After that comes the coach.
It's the players, Ed.
"We have good players that people will like to coach,'' said Ed Stefanski, the Sixers' president and general manager. Stefanski said that prospective coaches will be "lining up" to get what he considers to be a good job among NBA coaching jobs. It's all probably true.
But they do not have enough good players. And they need to alter the mix of players. And as we all will be fixated on what Stefan-ski decides about a replacement for Tony DiLeo, the interim coach/good soldier who has taken his name out of the coaching derby and decided to return to the front office, none of us can forget that it is the stirring of this mix that will matter the most.
Stefanski said he would love to hire a big-splash guy for his attendance-challenged franchise, but only if he is the right guy. He offered no hints on what might be coming. He said the guy should be hired by July 1, the start of the free-agent signing period, but would not commit to any other timetable.
"I'm going to start putting things together," Stefanski said, indicating that strong communication skills were tops on his list of requirements. "Obviously, you know people in the league and outside the league. You're always talking about coaching. I do know coaches."

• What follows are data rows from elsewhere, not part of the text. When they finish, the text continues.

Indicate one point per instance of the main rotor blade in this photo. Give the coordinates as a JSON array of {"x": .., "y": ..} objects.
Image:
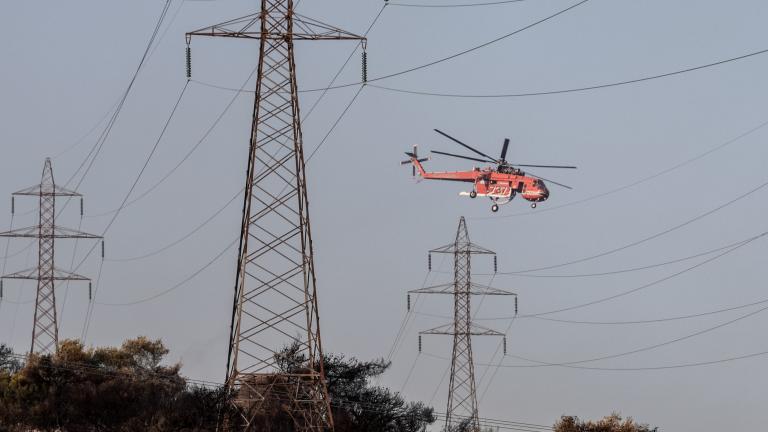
[
  {"x": 546, "y": 166},
  {"x": 504, "y": 149},
  {"x": 463, "y": 157},
  {"x": 464, "y": 145},
  {"x": 549, "y": 181}
]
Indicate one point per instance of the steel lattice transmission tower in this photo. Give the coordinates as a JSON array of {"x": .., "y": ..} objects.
[
  {"x": 275, "y": 302},
  {"x": 45, "y": 331},
  {"x": 462, "y": 395}
]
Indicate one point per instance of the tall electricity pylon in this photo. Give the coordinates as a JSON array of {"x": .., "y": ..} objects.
[
  {"x": 275, "y": 303},
  {"x": 45, "y": 331},
  {"x": 462, "y": 395}
]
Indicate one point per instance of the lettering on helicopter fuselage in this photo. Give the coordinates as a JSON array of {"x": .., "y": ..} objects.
[{"x": 499, "y": 190}]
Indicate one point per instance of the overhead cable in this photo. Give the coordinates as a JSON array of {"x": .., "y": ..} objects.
[
  {"x": 571, "y": 90},
  {"x": 449, "y": 5}
]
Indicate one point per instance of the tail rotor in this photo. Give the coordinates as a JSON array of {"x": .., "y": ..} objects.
[{"x": 414, "y": 156}]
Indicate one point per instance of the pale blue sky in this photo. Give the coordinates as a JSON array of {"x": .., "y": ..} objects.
[{"x": 65, "y": 64}]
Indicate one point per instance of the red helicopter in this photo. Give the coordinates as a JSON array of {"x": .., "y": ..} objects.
[{"x": 500, "y": 183}]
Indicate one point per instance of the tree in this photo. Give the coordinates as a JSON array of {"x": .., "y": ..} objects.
[
  {"x": 611, "y": 423},
  {"x": 356, "y": 404},
  {"x": 128, "y": 388}
]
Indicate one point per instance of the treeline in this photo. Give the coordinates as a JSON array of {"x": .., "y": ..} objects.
[{"x": 130, "y": 389}]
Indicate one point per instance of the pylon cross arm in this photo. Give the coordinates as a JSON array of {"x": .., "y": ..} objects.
[
  {"x": 449, "y": 288},
  {"x": 468, "y": 247},
  {"x": 473, "y": 330},
  {"x": 58, "y": 232},
  {"x": 47, "y": 190},
  {"x": 249, "y": 27},
  {"x": 34, "y": 274}
]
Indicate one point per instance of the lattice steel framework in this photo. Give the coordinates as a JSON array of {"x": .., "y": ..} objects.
[
  {"x": 275, "y": 302},
  {"x": 45, "y": 331},
  {"x": 462, "y": 396}
]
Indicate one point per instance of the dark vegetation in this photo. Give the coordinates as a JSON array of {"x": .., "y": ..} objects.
[
  {"x": 612, "y": 423},
  {"x": 130, "y": 389}
]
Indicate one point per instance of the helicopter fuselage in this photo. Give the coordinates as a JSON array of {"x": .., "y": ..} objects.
[{"x": 492, "y": 183}]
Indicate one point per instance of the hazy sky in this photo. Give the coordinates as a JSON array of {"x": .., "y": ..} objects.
[{"x": 65, "y": 65}]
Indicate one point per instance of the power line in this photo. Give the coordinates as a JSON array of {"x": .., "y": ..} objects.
[
  {"x": 182, "y": 238},
  {"x": 186, "y": 156},
  {"x": 637, "y": 182},
  {"x": 571, "y": 90},
  {"x": 179, "y": 284},
  {"x": 642, "y": 349},
  {"x": 657, "y": 320},
  {"x": 96, "y": 148},
  {"x": 199, "y": 227},
  {"x": 644, "y": 286},
  {"x": 437, "y": 61},
  {"x": 620, "y": 271},
  {"x": 650, "y": 237},
  {"x": 448, "y": 5}
]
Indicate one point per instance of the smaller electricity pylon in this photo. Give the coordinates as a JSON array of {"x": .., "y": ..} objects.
[
  {"x": 45, "y": 331},
  {"x": 462, "y": 395}
]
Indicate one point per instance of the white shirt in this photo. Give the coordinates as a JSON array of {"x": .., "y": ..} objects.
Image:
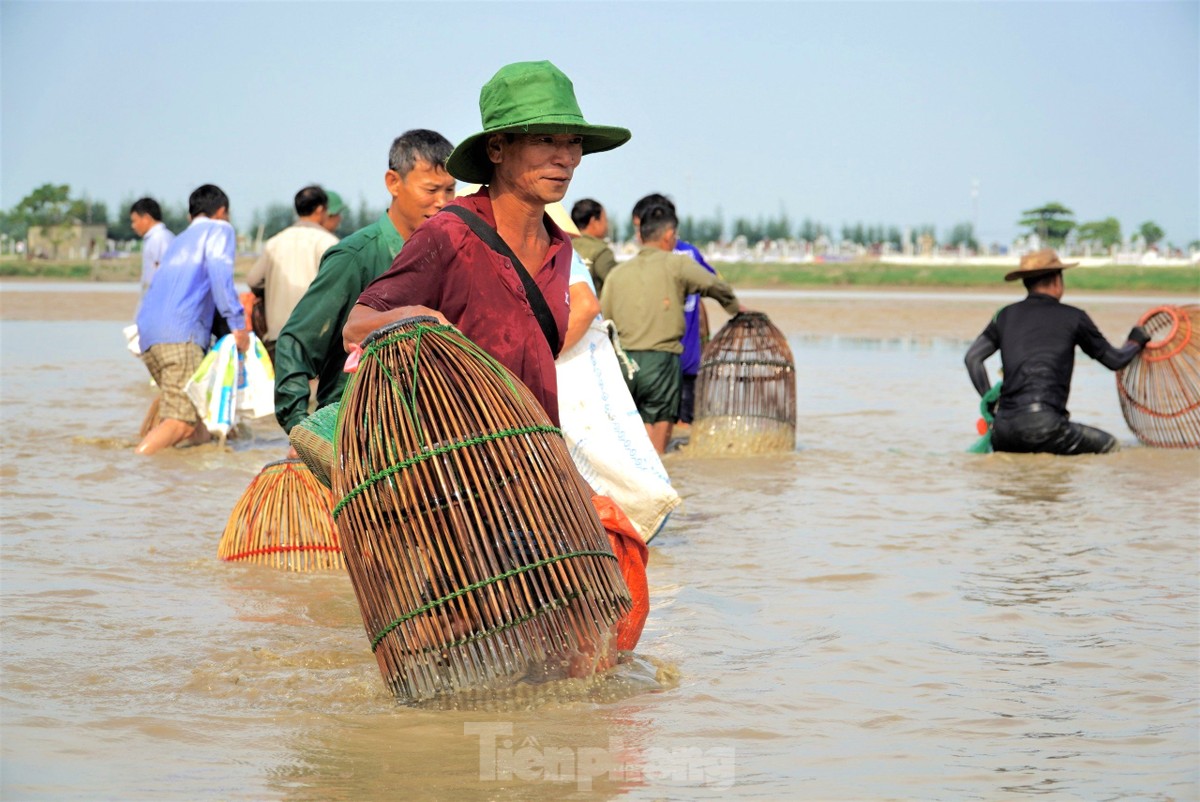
[
  {"x": 287, "y": 267},
  {"x": 154, "y": 245}
]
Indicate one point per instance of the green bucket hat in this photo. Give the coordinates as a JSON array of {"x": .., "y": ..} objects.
[
  {"x": 334, "y": 205},
  {"x": 528, "y": 97}
]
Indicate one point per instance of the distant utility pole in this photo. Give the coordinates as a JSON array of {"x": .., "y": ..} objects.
[{"x": 975, "y": 208}]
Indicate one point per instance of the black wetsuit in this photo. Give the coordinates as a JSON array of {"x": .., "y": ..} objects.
[{"x": 1037, "y": 339}]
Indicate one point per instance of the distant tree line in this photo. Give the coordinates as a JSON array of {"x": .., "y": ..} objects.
[
  {"x": 1055, "y": 225},
  {"x": 52, "y": 205}
]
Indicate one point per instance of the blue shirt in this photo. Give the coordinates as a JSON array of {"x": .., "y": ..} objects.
[
  {"x": 154, "y": 246},
  {"x": 195, "y": 279},
  {"x": 689, "y": 361}
]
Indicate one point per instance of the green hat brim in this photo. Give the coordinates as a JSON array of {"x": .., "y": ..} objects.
[{"x": 469, "y": 162}]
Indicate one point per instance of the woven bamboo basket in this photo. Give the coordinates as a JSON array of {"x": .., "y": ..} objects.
[
  {"x": 285, "y": 520},
  {"x": 1159, "y": 390},
  {"x": 313, "y": 438},
  {"x": 472, "y": 543},
  {"x": 745, "y": 390}
]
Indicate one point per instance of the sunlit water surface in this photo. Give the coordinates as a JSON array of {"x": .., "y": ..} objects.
[{"x": 875, "y": 616}]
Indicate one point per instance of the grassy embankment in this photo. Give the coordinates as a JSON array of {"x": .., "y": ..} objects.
[
  {"x": 1185, "y": 281},
  {"x": 871, "y": 274}
]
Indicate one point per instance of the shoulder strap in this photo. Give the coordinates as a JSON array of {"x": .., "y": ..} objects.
[{"x": 537, "y": 300}]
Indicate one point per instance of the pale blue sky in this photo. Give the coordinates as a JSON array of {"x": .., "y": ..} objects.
[{"x": 880, "y": 113}]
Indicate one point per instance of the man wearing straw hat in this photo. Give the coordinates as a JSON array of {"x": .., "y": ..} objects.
[
  {"x": 493, "y": 263},
  {"x": 1037, "y": 339}
]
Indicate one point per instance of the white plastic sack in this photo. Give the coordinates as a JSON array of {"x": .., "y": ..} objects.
[
  {"x": 606, "y": 436},
  {"x": 229, "y": 387}
]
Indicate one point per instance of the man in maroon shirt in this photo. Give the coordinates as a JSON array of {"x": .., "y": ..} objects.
[{"x": 533, "y": 138}]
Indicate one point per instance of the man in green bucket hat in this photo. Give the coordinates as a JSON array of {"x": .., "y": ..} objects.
[{"x": 493, "y": 263}]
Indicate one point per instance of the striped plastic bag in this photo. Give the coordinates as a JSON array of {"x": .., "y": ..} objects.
[{"x": 229, "y": 387}]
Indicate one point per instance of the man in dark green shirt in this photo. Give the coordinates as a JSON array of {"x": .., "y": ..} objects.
[
  {"x": 310, "y": 346},
  {"x": 593, "y": 223}
]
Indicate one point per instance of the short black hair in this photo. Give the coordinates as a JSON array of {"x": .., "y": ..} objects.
[
  {"x": 655, "y": 219},
  {"x": 207, "y": 201},
  {"x": 309, "y": 199},
  {"x": 585, "y": 211},
  {"x": 1045, "y": 277},
  {"x": 654, "y": 198},
  {"x": 418, "y": 145},
  {"x": 147, "y": 207}
]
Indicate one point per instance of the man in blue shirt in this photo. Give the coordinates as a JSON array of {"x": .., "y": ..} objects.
[
  {"x": 175, "y": 318},
  {"x": 695, "y": 322}
]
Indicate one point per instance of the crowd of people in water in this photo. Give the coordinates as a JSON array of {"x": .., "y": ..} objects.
[{"x": 521, "y": 279}]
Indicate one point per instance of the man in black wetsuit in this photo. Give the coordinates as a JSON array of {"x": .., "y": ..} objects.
[{"x": 1037, "y": 339}]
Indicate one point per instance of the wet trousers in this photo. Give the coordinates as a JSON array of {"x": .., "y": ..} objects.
[{"x": 1045, "y": 431}]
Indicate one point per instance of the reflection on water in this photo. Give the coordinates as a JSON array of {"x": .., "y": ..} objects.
[{"x": 875, "y": 615}]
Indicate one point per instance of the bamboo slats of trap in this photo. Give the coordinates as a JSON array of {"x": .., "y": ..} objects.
[
  {"x": 1159, "y": 389},
  {"x": 285, "y": 520},
  {"x": 745, "y": 390},
  {"x": 474, "y": 552}
]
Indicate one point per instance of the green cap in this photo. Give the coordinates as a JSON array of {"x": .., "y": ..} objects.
[
  {"x": 528, "y": 97},
  {"x": 335, "y": 205}
]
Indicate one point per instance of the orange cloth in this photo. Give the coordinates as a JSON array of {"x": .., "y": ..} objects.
[{"x": 631, "y": 555}]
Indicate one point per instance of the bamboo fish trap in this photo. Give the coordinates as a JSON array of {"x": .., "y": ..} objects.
[
  {"x": 1159, "y": 390},
  {"x": 285, "y": 520},
  {"x": 745, "y": 390},
  {"x": 472, "y": 544},
  {"x": 313, "y": 441}
]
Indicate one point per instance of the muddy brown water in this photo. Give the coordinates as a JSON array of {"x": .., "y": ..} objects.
[{"x": 875, "y": 616}]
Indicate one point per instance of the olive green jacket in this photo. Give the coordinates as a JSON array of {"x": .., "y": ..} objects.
[{"x": 645, "y": 298}]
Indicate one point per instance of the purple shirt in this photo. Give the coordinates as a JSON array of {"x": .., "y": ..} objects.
[
  {"x": 193, "y": 280},
  {"x": 689, "y": 361}
]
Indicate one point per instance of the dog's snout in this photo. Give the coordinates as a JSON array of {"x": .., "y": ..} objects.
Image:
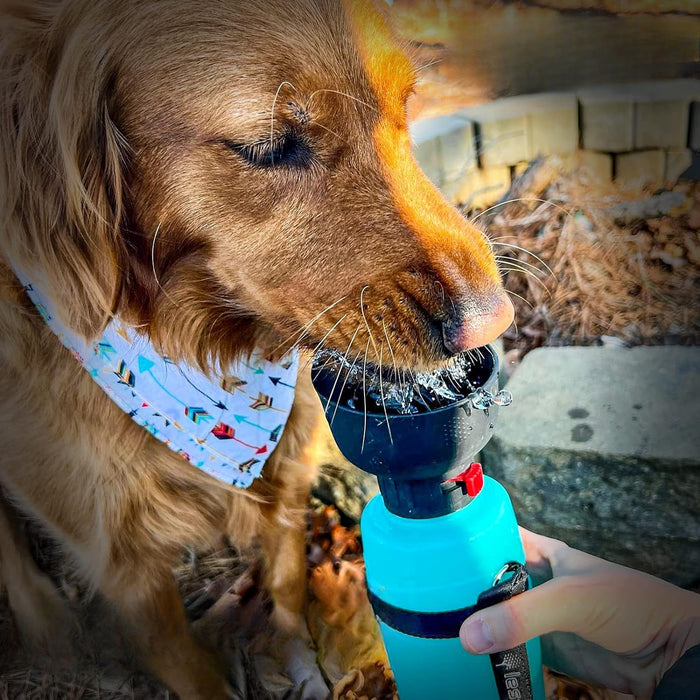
[{"x": 471, "y": 324}]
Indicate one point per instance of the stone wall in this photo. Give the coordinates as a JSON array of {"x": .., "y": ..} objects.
[{"x": 637, "y": 134}]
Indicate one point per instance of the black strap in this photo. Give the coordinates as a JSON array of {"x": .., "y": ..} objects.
[{"x": 510, "y": 668}]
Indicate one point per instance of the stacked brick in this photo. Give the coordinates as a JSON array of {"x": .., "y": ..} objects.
[{"x": 641, "y": 134}]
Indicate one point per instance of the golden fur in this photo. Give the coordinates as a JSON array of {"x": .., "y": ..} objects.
[{"x": 136, "y": 177}]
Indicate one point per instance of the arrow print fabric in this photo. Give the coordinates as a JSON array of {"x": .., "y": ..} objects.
[{"x": 226, "y": 426}]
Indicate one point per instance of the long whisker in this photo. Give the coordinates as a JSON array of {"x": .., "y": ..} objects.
[
  {"x": 304, "y": 329},
  {"x": 364, "y": 398},
  {"x": 320, "y": 342},
  {"x": 529, "y": 252},
  {"x": 272, "y": 118},
  {"x": 345, "y": 357},
  {"x": 362, "y": 310},
  {"x": 330, "y": 131},
  {"x": 344, "y": 94},
  {"x": 153, "y": 264},
  {"x": 519, "y": 199},
  {"x": 342, "y": 387},
  {"x": 381, "y": 393},
  {"x": 522, "y": 262},
  {"x": 393, "y": 359},
  {"x": 528, "y": 273},
  {"x": 508, "y": 291}
]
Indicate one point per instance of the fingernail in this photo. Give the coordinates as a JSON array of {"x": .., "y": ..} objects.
[{"x": 477, "y": 637}]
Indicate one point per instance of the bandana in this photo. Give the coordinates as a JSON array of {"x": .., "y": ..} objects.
[{"x": 226, "y": 426}]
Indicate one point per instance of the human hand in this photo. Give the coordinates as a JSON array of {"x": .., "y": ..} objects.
[{"x": 599, "y": 621}]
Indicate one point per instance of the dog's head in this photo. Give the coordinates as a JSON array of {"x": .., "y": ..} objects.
[{"x": 231, "y": 175}]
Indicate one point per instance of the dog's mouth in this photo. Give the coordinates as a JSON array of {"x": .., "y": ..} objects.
[{"x": 378, "y": 389}]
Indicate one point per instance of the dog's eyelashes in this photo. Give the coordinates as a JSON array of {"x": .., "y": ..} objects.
[{"x": 288, "y": 149}]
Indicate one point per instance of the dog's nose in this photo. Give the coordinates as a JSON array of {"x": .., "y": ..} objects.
[{"x": 470, "y": 326}]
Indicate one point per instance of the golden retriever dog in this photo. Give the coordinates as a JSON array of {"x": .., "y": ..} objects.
[{"x": 265, "y": 144}]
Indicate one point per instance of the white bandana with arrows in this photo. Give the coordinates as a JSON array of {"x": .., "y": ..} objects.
[{"x": 226, "y": 426}]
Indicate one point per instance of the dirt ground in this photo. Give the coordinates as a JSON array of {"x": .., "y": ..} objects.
[{"x": 226, "y": 607}]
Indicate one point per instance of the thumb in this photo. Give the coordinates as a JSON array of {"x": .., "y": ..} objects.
[{"x": 552, "y": 606}]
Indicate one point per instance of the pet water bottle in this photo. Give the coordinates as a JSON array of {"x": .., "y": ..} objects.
[{"x": 440, "y": 541}]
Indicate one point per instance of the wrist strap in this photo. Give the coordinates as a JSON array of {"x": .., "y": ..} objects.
[{"x": 510, "y": 668}]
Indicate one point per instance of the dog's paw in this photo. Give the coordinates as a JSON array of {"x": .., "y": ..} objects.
[{"x": 301, "y": 665}]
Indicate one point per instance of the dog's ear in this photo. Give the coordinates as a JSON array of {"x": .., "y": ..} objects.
[
  {"x": 88, "y": 245},
  {"x": 64, "y": 160}
]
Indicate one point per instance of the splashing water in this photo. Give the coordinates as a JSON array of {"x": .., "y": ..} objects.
[{"x": 416, "y": 392}]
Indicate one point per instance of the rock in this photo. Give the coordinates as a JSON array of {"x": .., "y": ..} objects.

Whoever it is, though - experienced or green, quiet or loud, tactician or big-picture guy, big money or cheap - the hiring of the coach really is about the fourth most important thing that Stefanski will do this summer. Because the coach had nothing to do with how the Sixers folded at the end of their playoff series against Orlando, and the coach had nothing to do with the fact that this team spent the season dying for somebody who could make an outside shot, among other things.